US 11,669,930 B2
	Multicamera image processing
Kevin Jose Chavez, Woodside, CA (US); Yuan Gao, Mountain View, CA (US); Rohit Pidaparthi, Mountain View, CA (US); Talbot Morris-Downing, Menlo Park, CA (US); Harry Zhe Su, Union City, CA (US); and Samir Menon, Palo Alto, CA (US)
Assigned to Dexterity, Inc., Redwood City, CA (US)
Filed by Dexterity, Inc., Palo Alto, CA (US)
Filed on Oct. 29, 2019, as Appl. No. 16/667,661.
Application 16/667,661 is a continuation in part of application No. 16/380,859, filed on Apr. 10, 2019, granted, now 10,549,928.
Claims priority of provisional application 62/809,389, filed on Feb. 22, 2019.
Claims priority of provisional application 62/809,389, filed on Feb. 22, 2019.
Prior Publication US 2020/0273138 A1, Aug. 27, 2020
Int. Cl. G06T 1/00 (2006.01); G06T 1/20 (2006.01); G06T 7/174 (2017.01); G06T 7/593 (2017.01); G06T 7/90 (2017.01); H04N 13/204 (2018.01)
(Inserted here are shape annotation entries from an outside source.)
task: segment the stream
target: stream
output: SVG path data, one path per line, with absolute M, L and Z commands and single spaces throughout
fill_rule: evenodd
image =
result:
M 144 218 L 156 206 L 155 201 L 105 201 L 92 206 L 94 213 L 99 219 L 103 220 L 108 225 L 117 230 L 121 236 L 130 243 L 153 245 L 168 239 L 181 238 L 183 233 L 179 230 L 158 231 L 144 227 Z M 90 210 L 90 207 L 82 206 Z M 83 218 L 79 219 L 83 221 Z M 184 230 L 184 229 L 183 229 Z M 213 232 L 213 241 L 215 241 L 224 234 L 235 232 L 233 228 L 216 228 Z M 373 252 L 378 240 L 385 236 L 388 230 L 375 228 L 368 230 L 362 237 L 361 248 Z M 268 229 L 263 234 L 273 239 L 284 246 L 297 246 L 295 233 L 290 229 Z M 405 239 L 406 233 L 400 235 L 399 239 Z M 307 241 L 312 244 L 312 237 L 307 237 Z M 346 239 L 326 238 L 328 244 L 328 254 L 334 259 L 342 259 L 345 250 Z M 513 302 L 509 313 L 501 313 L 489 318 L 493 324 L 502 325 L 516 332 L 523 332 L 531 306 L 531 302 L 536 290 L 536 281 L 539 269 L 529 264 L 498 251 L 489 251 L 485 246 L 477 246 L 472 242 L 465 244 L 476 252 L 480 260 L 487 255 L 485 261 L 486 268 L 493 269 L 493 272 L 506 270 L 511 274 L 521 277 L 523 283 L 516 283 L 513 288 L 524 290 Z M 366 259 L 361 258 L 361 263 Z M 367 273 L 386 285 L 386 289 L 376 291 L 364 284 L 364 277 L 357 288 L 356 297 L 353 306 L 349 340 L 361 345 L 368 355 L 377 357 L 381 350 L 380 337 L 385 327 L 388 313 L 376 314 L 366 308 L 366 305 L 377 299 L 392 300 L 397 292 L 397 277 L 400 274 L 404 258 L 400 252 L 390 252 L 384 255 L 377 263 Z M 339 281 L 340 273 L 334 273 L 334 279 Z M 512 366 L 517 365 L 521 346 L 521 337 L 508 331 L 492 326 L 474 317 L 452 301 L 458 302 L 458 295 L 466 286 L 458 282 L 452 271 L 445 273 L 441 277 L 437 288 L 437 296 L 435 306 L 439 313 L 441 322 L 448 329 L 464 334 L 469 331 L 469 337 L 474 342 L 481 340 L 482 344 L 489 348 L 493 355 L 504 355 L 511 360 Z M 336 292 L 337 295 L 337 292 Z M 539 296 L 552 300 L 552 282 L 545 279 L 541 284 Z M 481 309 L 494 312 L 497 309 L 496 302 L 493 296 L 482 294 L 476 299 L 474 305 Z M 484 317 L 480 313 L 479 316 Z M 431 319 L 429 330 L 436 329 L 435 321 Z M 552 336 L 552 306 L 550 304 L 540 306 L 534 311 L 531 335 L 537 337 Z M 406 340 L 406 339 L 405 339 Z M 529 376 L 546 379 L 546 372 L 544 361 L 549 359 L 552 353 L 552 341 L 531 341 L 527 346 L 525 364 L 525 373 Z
CPC G06T 1/0014 (2013.01) [G06T 1/20 (2013.01); G06T 7/174 (2017.01); G06T 7/593 (2017.01); G06T 7/90 (2017.01); G06T 2207/10024 (2013.01); G06T 2207/10028 (2013.01); G06T 2207/20221 (2013.01); H04N 13/204 (2018.05)]

21 Claims

1. A system, comprising:

a communication interface configured to receive image data from each of a plurality of sensors associated with a workspace wherein the image data comprises for each sensor in the plurality of sensors one or both of visual image information and depth information, and the plurality of image sensors comprises a plurality of cameras; and

a processor coupled to the communication interface and configured to:

merge image data from the plurality of sensors to generate a merged point cloud data;

perform segmentation based on visual image data from a subset of the sensors in the plurality of sensors to generate a segmentation result, wherein:

the segmentation result is obtained based on performing segmentation using RGB data from a camera;

the segmentation result comprises a plurality of RGB pixels; and

a subset of the plurality of RGB pixels is identified based at least in part on determination that the corresponding RGB pixels are associated with an object boundary;

use one or both of the merged point cloud data and the segmentation result to generate a merged three dimensional and segmented view of the workspace, including by:

mapping RGB pixels identified in the segmentation result to corresponding depth pixels to obtain mapped depth pixel information;

using the segmentation result and the mapped depth pixel information to de-project to a point cloud with segmented shapes around points for each object;

for each of the plurality of cameras, labelling the point cloud generated by that camera for each object and computing a corresponding centroid; and

using nearest neighbor computations between centroids of corresponding object point clouds of the plurality of cameras to segment objects within the workspace; and

use one or both of the merged point cloud data and the segmentation result to determine a strategy to grasp an object present in the workspace using a robotic arm.